Why the UK was faster than US is race to approve Pfizer vaccine
Anthony Fauci apologises after suggesting Britain’s regulator ‘rushed’ process of assessing Covid jab
America’s top infectious diseases expert has apologised after apparently criticising the speed with which the UK approved the Pfizer vaccine to become the world’s first country to green-light the Covid immunity jab.
Dr Anthony Fauci, who heads the US National Institute of Allergy and Infectious Diseases, told CBS News yesterday that Britain’s Medicines and Healthcare products Regulatory Agency (MHRA) had “really rushed through that approval”.
“I do have great faith in both the scientific community and the regulatory community in the UK,” Fauci continued. “I have a great deal of confidence in what the UK does both scientifically and from a regulatory standpoint.”
The US medical chief held out the olive branch after the MHRA issued a statement insisting that it “rigorously assessed the data in the shortest time possible, without compromising the thoroughness of our review”.
The medicines regulator - which formally approved the Pfizer/BioNTech-developed jab on Wednesday - said its experts had reviewed preliminary data on the vaccine trials dating back to June and had been running a “rolling review” since October, helping to speed up the process.
The race to roll out a vaccine has generated “an extraordinary bout of global sniping”, with critics in both the US and European “taking aim at the MHRA for the speed with which it granted the vaccine an emergency authorisation”, The Times reports.

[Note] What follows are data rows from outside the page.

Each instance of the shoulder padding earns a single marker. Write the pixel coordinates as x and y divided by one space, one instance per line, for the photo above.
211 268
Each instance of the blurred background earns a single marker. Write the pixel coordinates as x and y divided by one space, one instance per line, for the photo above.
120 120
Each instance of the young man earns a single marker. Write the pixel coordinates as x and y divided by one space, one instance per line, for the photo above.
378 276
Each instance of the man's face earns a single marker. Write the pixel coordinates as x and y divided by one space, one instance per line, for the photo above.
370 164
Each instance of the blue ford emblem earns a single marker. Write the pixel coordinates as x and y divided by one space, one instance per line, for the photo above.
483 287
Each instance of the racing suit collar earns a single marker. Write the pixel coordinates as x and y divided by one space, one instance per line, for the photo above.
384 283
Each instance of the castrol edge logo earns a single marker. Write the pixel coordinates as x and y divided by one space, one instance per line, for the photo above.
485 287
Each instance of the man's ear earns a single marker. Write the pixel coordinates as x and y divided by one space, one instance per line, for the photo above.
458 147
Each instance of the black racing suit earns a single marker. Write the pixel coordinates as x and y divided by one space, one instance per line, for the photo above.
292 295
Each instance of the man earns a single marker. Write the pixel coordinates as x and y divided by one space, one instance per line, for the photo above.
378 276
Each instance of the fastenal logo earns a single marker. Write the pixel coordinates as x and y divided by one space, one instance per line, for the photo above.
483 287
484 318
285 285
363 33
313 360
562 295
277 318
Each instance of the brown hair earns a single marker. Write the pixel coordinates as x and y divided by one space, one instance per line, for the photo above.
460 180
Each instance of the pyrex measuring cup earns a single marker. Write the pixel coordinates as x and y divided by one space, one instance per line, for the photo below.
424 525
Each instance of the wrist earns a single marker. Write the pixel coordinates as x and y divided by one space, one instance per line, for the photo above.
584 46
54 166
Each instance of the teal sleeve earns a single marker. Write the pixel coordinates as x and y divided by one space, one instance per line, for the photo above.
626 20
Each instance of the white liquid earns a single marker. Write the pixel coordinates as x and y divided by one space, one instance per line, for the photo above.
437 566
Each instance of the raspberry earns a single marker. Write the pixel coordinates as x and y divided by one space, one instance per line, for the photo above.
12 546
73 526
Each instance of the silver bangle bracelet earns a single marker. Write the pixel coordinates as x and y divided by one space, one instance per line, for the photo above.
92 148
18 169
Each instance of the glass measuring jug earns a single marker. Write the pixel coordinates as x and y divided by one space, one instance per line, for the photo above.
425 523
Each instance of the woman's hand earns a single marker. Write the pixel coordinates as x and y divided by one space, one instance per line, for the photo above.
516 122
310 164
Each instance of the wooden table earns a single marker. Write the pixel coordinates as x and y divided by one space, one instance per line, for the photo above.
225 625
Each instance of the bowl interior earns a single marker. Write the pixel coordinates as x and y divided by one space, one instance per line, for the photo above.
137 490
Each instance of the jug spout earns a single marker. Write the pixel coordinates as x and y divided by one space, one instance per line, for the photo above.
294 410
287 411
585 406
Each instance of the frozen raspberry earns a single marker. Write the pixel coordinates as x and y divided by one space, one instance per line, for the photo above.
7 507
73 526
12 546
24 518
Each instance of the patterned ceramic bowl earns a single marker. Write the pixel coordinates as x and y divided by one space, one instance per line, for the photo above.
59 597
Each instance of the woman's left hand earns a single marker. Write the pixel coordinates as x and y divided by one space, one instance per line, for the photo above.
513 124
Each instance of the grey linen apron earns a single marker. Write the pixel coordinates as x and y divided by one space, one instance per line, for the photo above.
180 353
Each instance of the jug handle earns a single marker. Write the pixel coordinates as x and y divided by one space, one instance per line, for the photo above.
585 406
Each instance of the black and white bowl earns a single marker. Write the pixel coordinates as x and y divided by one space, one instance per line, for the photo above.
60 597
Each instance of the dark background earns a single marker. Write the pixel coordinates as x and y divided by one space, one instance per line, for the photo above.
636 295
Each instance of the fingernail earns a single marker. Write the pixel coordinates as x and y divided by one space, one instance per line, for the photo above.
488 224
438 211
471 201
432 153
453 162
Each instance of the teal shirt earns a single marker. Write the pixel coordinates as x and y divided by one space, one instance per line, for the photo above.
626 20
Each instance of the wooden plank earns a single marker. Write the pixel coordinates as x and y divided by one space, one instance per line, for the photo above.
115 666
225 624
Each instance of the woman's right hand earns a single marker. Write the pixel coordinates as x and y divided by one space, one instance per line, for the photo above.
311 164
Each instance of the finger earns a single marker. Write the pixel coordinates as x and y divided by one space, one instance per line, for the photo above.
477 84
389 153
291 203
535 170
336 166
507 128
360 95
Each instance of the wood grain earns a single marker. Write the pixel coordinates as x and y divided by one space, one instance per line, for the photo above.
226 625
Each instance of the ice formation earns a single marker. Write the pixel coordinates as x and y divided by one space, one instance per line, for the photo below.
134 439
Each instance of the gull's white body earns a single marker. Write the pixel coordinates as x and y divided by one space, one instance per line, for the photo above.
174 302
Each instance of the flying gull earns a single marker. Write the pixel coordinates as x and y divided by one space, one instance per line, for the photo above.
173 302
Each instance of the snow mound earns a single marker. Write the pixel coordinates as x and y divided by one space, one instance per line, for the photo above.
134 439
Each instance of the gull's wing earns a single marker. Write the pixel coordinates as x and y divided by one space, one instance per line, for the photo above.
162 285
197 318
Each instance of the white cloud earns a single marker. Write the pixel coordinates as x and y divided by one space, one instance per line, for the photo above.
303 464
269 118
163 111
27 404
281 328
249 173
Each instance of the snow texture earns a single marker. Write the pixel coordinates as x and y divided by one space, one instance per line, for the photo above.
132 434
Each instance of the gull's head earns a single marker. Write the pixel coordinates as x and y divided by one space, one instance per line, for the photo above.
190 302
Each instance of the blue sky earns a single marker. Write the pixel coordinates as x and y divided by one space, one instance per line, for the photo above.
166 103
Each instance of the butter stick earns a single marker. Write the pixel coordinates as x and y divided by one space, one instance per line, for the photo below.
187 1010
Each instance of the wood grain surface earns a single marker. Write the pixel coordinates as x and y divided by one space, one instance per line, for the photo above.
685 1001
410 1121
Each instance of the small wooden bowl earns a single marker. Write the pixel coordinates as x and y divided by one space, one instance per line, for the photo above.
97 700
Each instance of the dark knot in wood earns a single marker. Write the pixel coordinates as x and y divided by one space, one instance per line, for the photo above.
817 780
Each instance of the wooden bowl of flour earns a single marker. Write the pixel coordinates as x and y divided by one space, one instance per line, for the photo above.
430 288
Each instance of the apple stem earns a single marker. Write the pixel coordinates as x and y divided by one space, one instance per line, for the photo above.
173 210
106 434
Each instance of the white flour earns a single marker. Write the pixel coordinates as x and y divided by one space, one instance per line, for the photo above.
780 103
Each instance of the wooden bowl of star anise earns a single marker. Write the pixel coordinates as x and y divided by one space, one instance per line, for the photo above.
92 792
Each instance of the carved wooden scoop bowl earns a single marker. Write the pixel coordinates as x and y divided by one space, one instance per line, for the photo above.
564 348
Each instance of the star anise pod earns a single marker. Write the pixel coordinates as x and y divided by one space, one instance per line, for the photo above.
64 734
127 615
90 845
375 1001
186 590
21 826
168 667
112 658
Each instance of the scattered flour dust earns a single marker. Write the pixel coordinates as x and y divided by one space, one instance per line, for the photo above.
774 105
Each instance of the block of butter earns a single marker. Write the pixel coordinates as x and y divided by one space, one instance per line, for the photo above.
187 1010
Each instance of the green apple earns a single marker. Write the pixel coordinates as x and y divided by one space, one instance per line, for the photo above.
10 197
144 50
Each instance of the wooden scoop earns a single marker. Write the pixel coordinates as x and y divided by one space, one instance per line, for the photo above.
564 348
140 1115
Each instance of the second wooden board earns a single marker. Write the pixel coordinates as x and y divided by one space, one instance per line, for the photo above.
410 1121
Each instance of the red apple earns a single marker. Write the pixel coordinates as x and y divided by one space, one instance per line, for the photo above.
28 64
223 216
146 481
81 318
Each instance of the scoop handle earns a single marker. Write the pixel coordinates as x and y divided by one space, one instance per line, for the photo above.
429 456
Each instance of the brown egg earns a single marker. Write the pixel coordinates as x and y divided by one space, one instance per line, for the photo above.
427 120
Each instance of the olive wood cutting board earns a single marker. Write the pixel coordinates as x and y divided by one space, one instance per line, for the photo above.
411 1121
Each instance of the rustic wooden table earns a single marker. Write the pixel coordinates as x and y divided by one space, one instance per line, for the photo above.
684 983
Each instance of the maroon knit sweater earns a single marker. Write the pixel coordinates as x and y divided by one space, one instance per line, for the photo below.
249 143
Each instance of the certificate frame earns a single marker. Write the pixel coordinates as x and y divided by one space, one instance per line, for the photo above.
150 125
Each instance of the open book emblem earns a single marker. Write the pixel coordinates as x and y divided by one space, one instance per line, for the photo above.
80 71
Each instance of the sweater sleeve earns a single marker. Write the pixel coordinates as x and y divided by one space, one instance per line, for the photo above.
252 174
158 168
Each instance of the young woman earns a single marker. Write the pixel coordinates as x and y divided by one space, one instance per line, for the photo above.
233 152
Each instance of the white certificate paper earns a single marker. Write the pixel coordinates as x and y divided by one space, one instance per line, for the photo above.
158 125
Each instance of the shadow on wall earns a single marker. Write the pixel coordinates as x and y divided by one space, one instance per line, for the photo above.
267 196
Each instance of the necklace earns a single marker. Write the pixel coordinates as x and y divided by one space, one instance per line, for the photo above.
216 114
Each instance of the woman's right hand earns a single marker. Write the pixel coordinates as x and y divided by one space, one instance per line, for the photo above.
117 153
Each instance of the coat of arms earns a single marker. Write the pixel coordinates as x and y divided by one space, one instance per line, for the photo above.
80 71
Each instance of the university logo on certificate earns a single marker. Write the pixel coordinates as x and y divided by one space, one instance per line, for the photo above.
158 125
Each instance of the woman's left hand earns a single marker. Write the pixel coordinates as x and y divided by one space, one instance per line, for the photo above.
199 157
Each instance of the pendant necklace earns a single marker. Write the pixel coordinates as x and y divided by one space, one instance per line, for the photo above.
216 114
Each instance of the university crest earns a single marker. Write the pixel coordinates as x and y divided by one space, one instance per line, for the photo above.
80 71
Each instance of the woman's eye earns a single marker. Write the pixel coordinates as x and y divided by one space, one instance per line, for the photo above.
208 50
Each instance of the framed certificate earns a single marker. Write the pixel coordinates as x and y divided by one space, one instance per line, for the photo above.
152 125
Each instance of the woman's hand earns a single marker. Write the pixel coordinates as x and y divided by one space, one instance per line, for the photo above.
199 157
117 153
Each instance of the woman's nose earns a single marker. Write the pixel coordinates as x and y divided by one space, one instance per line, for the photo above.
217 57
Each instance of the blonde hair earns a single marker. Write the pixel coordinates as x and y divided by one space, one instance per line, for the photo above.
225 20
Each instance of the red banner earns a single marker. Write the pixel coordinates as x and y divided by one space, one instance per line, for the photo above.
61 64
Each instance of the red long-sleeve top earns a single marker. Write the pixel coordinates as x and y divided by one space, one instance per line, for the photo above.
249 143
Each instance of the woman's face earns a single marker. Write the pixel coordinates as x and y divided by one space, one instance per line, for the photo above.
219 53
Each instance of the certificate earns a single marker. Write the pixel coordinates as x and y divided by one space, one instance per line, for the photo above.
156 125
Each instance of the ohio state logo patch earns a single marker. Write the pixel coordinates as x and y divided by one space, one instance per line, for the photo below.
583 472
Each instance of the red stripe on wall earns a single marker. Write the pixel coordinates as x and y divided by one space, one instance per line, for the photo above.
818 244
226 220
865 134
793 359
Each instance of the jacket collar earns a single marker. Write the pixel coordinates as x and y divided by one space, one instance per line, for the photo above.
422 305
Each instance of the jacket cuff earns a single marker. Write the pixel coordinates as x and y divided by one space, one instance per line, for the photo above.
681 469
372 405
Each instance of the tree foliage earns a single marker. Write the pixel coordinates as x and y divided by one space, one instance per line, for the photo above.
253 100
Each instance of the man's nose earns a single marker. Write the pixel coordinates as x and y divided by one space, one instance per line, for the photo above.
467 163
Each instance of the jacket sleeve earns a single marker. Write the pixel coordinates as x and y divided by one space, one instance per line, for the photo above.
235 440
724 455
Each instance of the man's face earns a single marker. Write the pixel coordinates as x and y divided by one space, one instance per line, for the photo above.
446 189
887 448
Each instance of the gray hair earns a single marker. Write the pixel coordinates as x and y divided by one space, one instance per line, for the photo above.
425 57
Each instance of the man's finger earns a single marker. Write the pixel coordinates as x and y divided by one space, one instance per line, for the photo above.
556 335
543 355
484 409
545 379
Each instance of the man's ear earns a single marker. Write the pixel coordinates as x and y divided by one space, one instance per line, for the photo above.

Experts say that the differences in approval timescales is down to “the US, EU and UK regulators [having] different styles”, the paper continues.
“While the Americans rerun the safety and efficacy analyses performed by drugmakers, the EU and UK check the analyses, which can be quicker.”
Fauci claims another reason for the US lagging behind is the strength of the opposition from anti-vaccination activists in the country. He told CBS: “If we had jumped over the hurdle here quickly and inappropriately to gain an extra week or a week and a half, I think that the credibility of our regulatory process would have been damaged.”